In [1]:
# prerequisites
import torch
import torch.nn as nn
import torch.nn.functional as F
import torch.optim as optim
from torchvision import datasets, transforms
from torch.autograd import Variable
from torchvision.utils import save_image
from torch.utils.data import Subset

# Device configuration
device = torch.device('cuda' if torch.cuda.is_available() else 'cpu')

In [3]:
print(device)

cpu


In [2]:
bs = 1000 #paper 64, blog 256 -- ideal batch size ranges from 32 to 128

# MNIST Dataset
transform = transforms.Compose([transforms.ToTensor(), transforms.Normalize((0.5,), (0.5,))]) #mean 0.5, and std dev 0.5

train_dataset = datasets.MNIST(root='./mnist_data/', train=True, transform=transform, download=True)
test_dataset = datasets.MNIST(root='./mnist_data/', train=False, transform=transform, download=False)

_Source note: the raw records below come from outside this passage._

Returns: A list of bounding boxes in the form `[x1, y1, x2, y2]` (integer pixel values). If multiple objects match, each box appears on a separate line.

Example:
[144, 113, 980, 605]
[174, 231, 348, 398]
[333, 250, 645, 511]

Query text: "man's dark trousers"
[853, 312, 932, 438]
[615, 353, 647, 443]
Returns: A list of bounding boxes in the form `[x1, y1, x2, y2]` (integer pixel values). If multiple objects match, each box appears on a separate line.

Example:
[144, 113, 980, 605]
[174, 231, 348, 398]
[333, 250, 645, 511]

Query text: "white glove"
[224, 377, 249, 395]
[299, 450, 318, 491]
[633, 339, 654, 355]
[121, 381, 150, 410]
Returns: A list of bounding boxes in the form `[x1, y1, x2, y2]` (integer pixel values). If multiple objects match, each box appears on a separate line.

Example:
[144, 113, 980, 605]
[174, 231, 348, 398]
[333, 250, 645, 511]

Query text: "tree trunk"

print(len(train_dataset), len(test_dataset))
# Data Loader (Input Pipeline)
train_loader = torch.utils.data.DataLoader(dataset=train_dataset, batch_size=bs, shuffle = True)
test_loader = torch.utils.data.DataLoader(dataset=test_dataset, batch_size=bs, shuffle = True)
print(len(train_loader), len(test_loader))

60000 10000
60 10


In [3]:
class Generator(nn.Module):
    def __init__(self, g_input_dim, g_output_dim):
        super(Generator, self).__init__()       
        self.fc1 = nn.Linear(g_input_dim, 256)
        self.fc2 = nn.Linear(self.fc1.out_features, self.fc1.out_features*2)
        self.fc3 = nn.Linear(self.fc2.out_features, self.fc2.out_features*2)
        self.fc4 = nn.Linear(self.fc3.out_features, g_output_dim)
    
    # forward method
    def forward(self, x): 
        x = F.leaky_relu(self.fc1(x), 0.2)
        x = F.leaky_relu(self.fc2(x), 0.2)
        x = F.leaky_relu(self.fc3(x), 0.2)
        return torch.tanh(self.fc4(x))
    
class Discriminator(nn.Module):
    def __init__(self, d_input_dim):
        super(Discriminator, self).__init__()
        self.fc1 = nn.Linear(d_input_dim, 1024)
        self.fc2 = nn.Linear(self.fc1.out_features, self.fc1.out_features//2)
        self.fc3 = nn.Linear(self.fc2.out_features, self.fc2.out_features//2)
        self.fc4 = nn.Linear(self.fc3.out_features, 1)
    
    # forward method
    def forward(self, x):
        x = F.leaky_relu(self.fc1(x), 0.2)
        x = F.dropout(x, 0.3) #if we are overfitting
        x = F.leaky_relu(self.fc2(x), 0.2)
        x = F.dropout(x, 0.3)
        x = F.leaky_relu(self.fc3(x), 0.2)
        x = F.dropout(x, 0.3)
        return torch.sigmoid(self.fc4(x))

In [5]:
print(train_dataset.data.size(0),train_dataset.data.size(1),train_dataset.data.size(2))

60000 28 28


z_dim = 1000
mnist_dim = train_dataset.data.size(1) * train_dataset.data.size(2)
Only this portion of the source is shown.